Sorry can be such a hard word.  Why is it that it is so hard for me to say sorry to my husband for something genuine but easy peasy for me to say it to a total stranger when I didn't do anything but simply exist?  I am having hard time with this simple word - sorry.  I know it all goes back to my low self esteem and not thinking I am good enough, but I am really trying hard to change that.  I find myself saying sorry to everyone for the littlest things.  You don't feel well today...sorry.  Like it's my fault you caught a cold!  I am typing and my keyboard is too loud....sorry.  I can't control my keyboard people!!  I am good enough dang it.  I am going to learn when it is appropriate - when I freak out when I can't find my keys and accuse my husband of taking them but they are in my purse and when it's not - the kids across the street write all over my driveway (without asking) with sidewalk chalk and I have to drive over their picture to park. 

Wednesday, January 13, 2010

My "Green Zone"

I had my band adjusted on Monday and I think I have finally hit my "green zone".  Every Dr. office and company I am sure calls it something different, but this is where your band is giving you the optimum amount of restriction for weight loss.  Right after surgery I was having a hard time with not losing weight immediately.  I mean I lost some but in my mind I was expecting big things.  I have since realized that with the band surgery vs. gastric bypass my stomach was pretty much the same size for 6 weeks after surgery until my first adjustment.  Since my first adjustment I have definitely seen changes, but nothing like I feel now.  I was only able to eat 2 crackers and some apple slices for lunch today and I felt so full when I was done.  I could have probably not eaten the last 2 apple slices and been perfectly happy....still working on the mental part of changing my eating habits.  But this is very exciting!  I am so happy to be in my "zone"!! 

The Beginning

I can't exactly pinpoint the exact moment I realized that I was fat.  Growing up I always felt different from girls may age, I was taller and developed earlier than most but I wouldn't classify myself as "fat", just slightly overweight - something I thought could change at anytime.  Of course I never made that change so that is how I ended up Fatty McButterpants.  This is a name I have given myself, no one has ever called me that, at least not to my face!  I am one of those people with the self deprecating sense of humor and make a joke out of being fat.  I am not saying it's healthy for my self esteem, but it's what I do.  I feel that if I make a joke about my weight before anyone else can, than they will just forget about it.  I am the funny fat girl. Over time I just realized that I was getting bigger and bigger.  I know what you're thinking....why don't you just stop!  But if you are an overweight person you understand that it is so much easier said than done.  I felt bad about being fat, so ate, the more I ate the bigger I got.  I know it's cliche, but it is vicious cycle.  But that is changing!  I had the REALIZE gastric band surgery on August 10, 2009 and I am saying goodbye to Fatty McButterpants once and for all! 

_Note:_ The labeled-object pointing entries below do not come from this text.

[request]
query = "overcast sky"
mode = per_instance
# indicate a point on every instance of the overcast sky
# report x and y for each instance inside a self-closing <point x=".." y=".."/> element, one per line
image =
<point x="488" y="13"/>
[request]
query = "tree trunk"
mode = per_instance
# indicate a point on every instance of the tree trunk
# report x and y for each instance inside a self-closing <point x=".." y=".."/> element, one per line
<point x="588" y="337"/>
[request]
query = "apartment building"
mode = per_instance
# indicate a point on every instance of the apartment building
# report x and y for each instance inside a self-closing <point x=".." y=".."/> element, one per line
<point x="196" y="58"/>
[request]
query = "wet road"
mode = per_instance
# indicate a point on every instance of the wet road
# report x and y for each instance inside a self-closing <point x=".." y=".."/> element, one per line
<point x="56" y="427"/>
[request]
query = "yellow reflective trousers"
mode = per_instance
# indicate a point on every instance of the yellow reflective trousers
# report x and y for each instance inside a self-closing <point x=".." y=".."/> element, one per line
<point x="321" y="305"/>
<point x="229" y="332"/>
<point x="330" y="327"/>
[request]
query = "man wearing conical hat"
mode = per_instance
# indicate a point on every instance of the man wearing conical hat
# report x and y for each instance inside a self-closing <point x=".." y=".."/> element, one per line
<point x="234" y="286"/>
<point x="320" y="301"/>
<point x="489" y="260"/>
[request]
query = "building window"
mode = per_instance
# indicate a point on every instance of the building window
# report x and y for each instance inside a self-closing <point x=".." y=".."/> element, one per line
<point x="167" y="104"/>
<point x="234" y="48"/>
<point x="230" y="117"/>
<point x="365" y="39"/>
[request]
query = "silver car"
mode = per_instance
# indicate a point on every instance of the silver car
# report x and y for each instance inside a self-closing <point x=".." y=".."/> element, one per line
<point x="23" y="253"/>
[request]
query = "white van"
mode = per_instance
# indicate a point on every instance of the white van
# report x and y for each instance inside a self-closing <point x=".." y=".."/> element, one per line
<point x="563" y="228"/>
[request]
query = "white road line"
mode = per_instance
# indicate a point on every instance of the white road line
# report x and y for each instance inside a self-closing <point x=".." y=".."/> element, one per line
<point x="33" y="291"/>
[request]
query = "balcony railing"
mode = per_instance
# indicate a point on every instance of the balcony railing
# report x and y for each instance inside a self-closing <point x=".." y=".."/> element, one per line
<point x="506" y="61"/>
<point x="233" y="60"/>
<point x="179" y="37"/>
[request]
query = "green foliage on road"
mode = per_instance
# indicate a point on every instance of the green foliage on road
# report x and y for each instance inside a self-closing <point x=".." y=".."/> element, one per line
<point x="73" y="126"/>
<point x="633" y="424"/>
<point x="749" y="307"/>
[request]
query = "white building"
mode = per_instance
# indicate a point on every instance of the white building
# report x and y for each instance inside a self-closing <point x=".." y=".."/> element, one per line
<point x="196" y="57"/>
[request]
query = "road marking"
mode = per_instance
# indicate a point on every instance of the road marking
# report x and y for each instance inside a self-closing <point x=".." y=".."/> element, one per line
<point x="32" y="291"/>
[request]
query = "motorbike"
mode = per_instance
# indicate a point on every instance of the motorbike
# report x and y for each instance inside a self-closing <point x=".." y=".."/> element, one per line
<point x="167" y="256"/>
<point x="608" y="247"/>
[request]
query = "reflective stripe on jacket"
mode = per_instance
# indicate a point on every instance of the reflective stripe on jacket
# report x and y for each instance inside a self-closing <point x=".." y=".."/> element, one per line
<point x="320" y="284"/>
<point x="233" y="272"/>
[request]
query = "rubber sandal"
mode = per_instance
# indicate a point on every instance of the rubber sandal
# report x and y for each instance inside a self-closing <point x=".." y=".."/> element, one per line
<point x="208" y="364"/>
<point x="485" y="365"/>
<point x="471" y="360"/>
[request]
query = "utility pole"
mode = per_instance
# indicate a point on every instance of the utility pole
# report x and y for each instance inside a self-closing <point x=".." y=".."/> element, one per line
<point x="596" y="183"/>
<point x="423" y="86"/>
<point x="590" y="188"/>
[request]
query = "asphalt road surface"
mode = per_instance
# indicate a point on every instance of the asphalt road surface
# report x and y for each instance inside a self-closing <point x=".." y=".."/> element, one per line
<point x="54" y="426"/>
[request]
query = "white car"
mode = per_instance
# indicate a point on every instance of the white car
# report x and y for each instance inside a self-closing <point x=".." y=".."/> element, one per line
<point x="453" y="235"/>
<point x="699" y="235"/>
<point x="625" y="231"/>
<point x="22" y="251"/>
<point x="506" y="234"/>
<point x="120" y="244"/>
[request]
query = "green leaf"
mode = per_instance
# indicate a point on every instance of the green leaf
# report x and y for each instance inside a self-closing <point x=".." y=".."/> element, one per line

I am brand spanking new to blogging but decided to do this blog after reading some very inspirational blogs regarding the band surgery.  I know there are a lot people who have had this surgery but I felt like I was all alone on this journey.  I even have a close family member who had the surgery and thought it would be the same, but it's different for everyone.  I hope that my journey can help someone make the choice to get the band.  It was and has been the best decision I have made!